The first year we homeschooled we started in September with no real idea of what we were doing.  I knew becoming part of local homeschool organizations was important.  So we joined North Carolina Home Educators (NCHE).  After talking with a number of ladies who homeschooled locally in our county, we decided to attend the NCHE convention in May.  Attending for our first time, I really did not know what to expect.  However, I can say I was glad our friends provided a lot of helpful advice.  Their greatest piece of advice was to not buy on the first day.  Instead, we took detailed notes at each booth we went to and also brought back catalogs and other paperwork to review.  Then each night, my husband and I would review our finds and discuss our thoughts.

The other part that was really helpful was attending the various sessions, especially the keynote speakers.  When we first began our homeschooling journey, my husband was not necessarily overly enthusiastic about the idea.  However, hearing Christopher Klicka speak at one of the Keynote speeches provided my husband with our “why” we were homeschooling.  From that time forward, we both realized we were doing it to bring glory to God.

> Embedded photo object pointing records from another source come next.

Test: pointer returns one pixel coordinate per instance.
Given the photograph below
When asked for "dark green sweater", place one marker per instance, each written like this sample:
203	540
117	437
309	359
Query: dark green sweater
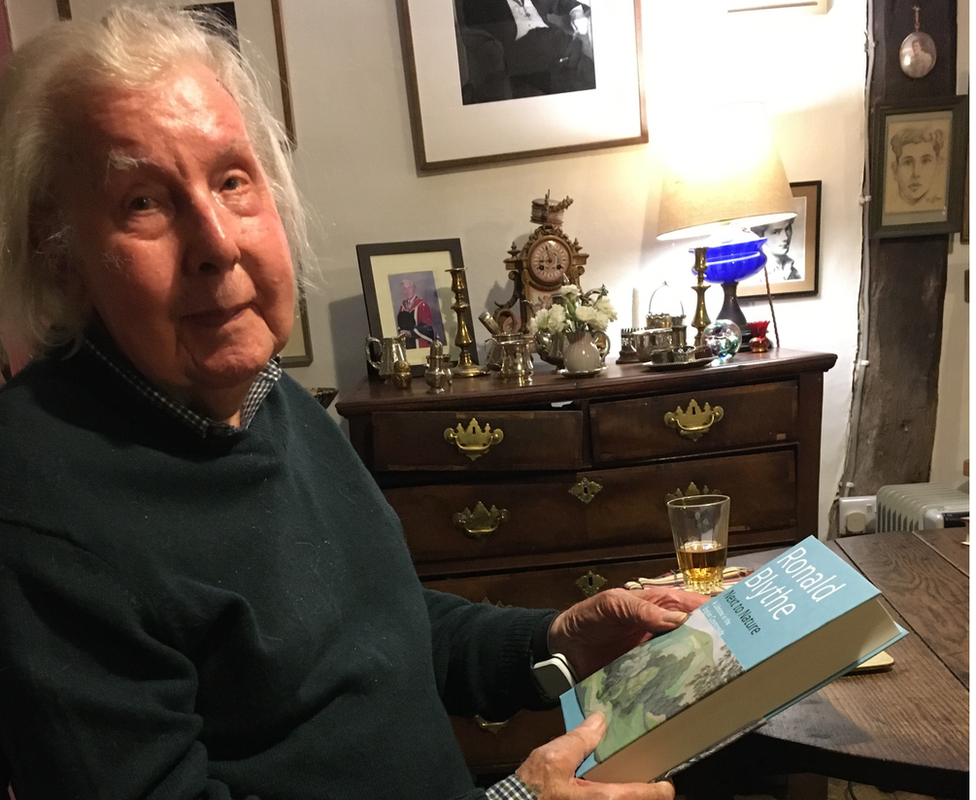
222	617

So if you are a homeschooling parent who has never attended a homeschool convention, take the time, effort and energy and go explore the possibilities.  You get to see and touch curriculum first hand.  You get to speak with others at the booths who are knowledgable about the various products.  Moreover, you get the opportunity to hear inspirational, knowledgable and motivating speakers talk about being in the homeschooling trenches.

Some of our family’s favorite conventions include:  NCHE, CHAP (the Pennsylvania Homeschool organization’s convention), Great Homeschool Conventions, the South Carolina convention and Teach Them Diligently.  So check out your area and find a convention to attend.